Diese beiden Entscheidungen, die oft als „Schrems I“ und „Schrems II“ bezeichnet werden, haben den transatlantischen Datenverkehr grundlegend verändert und zu einem verstärkten Fokus auf den Datenschutz geführt. Schrems hat mit seinen Klagen bewiesen, dass Einzelpersonen einen wesentlichen Einfluss auf die Auslegung und Durchsetzung der DSGVO haben können.

Bedeutung des aktuellen Urteils

Das heutige Urteil stellt einen weiteren Erfolg in der Karriere von Schrems dar und könnte erneut weitreichende Folgen für die Technologiebranche haben. Es zwingt Meta und andere Unternehmen, ihre Datennutzung und -verarbeitung im Zusammenhang mit Werbung deutlich einzuschränken. Laut der DSGVO dürfen Daten nicht unbegrenzt gespeichert und genutzt werden, und die Verarbeitung sensibler Daten muss strengen Regeln folgen.

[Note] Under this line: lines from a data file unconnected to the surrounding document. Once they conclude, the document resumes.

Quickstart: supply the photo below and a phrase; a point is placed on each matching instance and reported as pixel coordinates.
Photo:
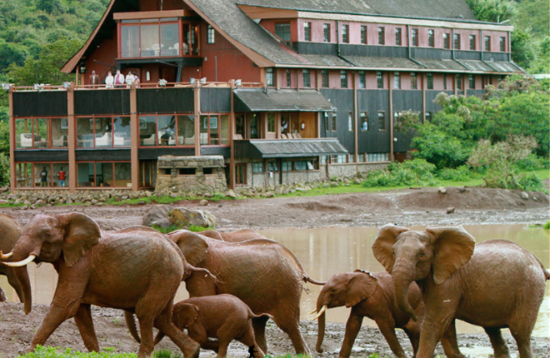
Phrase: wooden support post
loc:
(423, 97)
(391, 114)
(73, 170)
(355, 127)
(11, 121)
(232, 129)
(134, 129)
(197, 118)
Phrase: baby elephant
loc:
(369, 295)
(224, 317)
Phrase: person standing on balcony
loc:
(94, 79)
(61, 174)
(44, 177)
(130, 79)
(119, 79)
(109, 80)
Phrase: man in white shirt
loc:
(109, 80)
(119, 79)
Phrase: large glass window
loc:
(343, 79)
(307, 78)
(104, 174)
(414, 37)
(41, 133)
(166, 130)
(283, 31)
(362, 79)
(326, 32)
(41, 175)
(159, 37)
(414, 81)
(381, 121)
(472, 42)
(345, 34)
(97, 132)
(324, 79)
(398, 36)
(307, 31)
(381, 36)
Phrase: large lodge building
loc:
(283, 90)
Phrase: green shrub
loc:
(461, 173)
(52, 352)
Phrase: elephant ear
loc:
(81, 234)
(453, 248)
(360, 287)
(382, 247)
(193, 246)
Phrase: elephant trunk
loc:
(403, 276)
(22, 252)
(321, 332)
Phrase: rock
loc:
(186, 217)
(156, 214)
(230, 193)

Das Urteil hat weitreichende Konsequenzen für die gesamte Digitalwirtschaft, da viele Unternehmen ähnliche Praktiken wie Meta anwenden. Der Digitalverband Bitkom warnte bereits vor erheblichen Auswirkungen auf die Werbewirtschaft. Laut Schrems' Organisation noyb („None of Your Business“) könnten künftig umfangreiche Löschungen von Online-Tracking-Daten erforderlich sein.

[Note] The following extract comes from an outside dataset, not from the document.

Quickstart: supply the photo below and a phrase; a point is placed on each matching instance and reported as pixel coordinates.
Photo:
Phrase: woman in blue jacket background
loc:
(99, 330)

Neben den Bußgeldern drohen Meta nun auch Sammelklagen, da Nutzer

Schadensersatz verlangen können, wenn gegen die DSGVO verstoßen wurde. Laut Datenschutzexperten wie Daniel Rücker von der Kanzlei Noerr formiert sich bereits eine „Klage-Industrie“, ähnlich wie beim Diesel-Skandal, die Meta teuer zu stehen kommen könnte.

Ein Urteil mit negativen Konsequenzen für die europäische Werbewirtschaft

Obwohl das Urteil des Europäischen Gerichtshofs (EuGH) im Fall Schrems gegen Meta den Datenschutz in Europa weiter stärkt, könnte es gravierende negative Folgen für die europäische Digitalwirtschaft haben. Während der Schutz der Privatsphäre ein hohes Gut ist, hat die strenge Auslegung der Datenschutzgrundverordnung (DSGVO) in den letzten Jahren immer wieder gezeigt, dass sie das Wachstum und die Wettbewerbsfähigkeit der europäischen Tech- und Werbebranche erheblich bremst.

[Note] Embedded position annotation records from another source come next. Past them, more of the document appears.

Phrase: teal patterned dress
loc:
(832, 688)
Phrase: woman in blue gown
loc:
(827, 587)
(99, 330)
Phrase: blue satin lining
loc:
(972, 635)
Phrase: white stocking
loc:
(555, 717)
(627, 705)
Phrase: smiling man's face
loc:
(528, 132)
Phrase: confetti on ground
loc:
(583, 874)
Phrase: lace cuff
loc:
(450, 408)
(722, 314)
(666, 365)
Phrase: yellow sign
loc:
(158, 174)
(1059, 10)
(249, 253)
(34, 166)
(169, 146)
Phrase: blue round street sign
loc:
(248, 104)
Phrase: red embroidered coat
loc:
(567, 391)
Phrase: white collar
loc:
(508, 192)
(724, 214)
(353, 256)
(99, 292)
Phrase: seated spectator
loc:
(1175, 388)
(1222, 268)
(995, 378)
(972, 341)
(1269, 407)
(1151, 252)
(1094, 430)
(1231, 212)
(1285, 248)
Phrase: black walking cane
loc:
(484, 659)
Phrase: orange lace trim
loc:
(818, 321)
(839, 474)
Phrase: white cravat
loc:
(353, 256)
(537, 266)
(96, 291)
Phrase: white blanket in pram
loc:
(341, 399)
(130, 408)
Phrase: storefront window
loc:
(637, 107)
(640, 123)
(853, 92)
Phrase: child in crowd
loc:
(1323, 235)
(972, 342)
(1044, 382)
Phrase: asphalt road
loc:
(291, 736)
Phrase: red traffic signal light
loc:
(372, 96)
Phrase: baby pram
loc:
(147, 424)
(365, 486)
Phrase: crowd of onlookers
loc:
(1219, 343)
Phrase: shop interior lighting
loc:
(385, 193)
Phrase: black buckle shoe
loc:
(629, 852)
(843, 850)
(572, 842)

Die radikale Einschränkung der Nutzung personenbezogener Daten für zielgerichtete Werbung führt dazu, dass europäische Unternehmen im internationalen Vergleich ins Hintertreffen geraten. Die USA und andere Länder, die weniger restriktive Datenschutzgesetze haben, können weiterhin große Mengen an Daten für Werbezwecke verwenden und dadurch ihre Geschäftsmodelle effektiver und profitabler gestalten. Derartige Urteile zementieren die Benachteiligung der europäischen Werbewirtschaft, die bereits heute mit einem massiven Wettbewerbsnachteil kämpft.

Indem Unternehmen wie Meta gezwungen werden, ihre Werbestrategien anzupassen und Daten in einem viel kleineren Rahmen zu verwenden, wird das Potenzial für gezielte und effektive Werbung stark eingeschränkt. Das bedeutet nicht nur geringere Einnahmen für die betroffenen Unternehmen, sondern könnte auch zu einem Rückgang von Innovationen im Bereich der digitalen Werbung führen. Viele Akteure der Branche könnten gezwungen sein, auf andere Märkte auszuweichen oder neue, weniger datenbasierte Geschäftsmodelle zu entwickeln, was jedoch mit erheblichen Kosten verbunden ist.

Die Entscheidung verdeutlicht einmal mehr, dass der Datenschutz in Europa über das hinausgeht, was für die Wirtschaft sinnvoll und tragbar ist. Während andere Länder in der digitalen Wirtschaft aufholen oder sogar führend sind, läuft Europa Gefahr, durch übermäßige Regulierungen den Anschluss zu verlieren. Der Datenschutz in Europa hat bedauerlicherweise einen Punkt erreicht, an dem er nicht nur die Privatsphäre schützt, sondern die Entwicklung wichtiger Industrien hemmt und Europa im globalen Wettbewerb zurückwirft.

Die Werbewirtschaft, ein entscheidender Bestandteil der digitalen Ökosysteme, wird durch solche Urteile massiv geschwächt – mit langfristigen Konsequenzen für Arbeitsplätze, Innovation und Wachstum.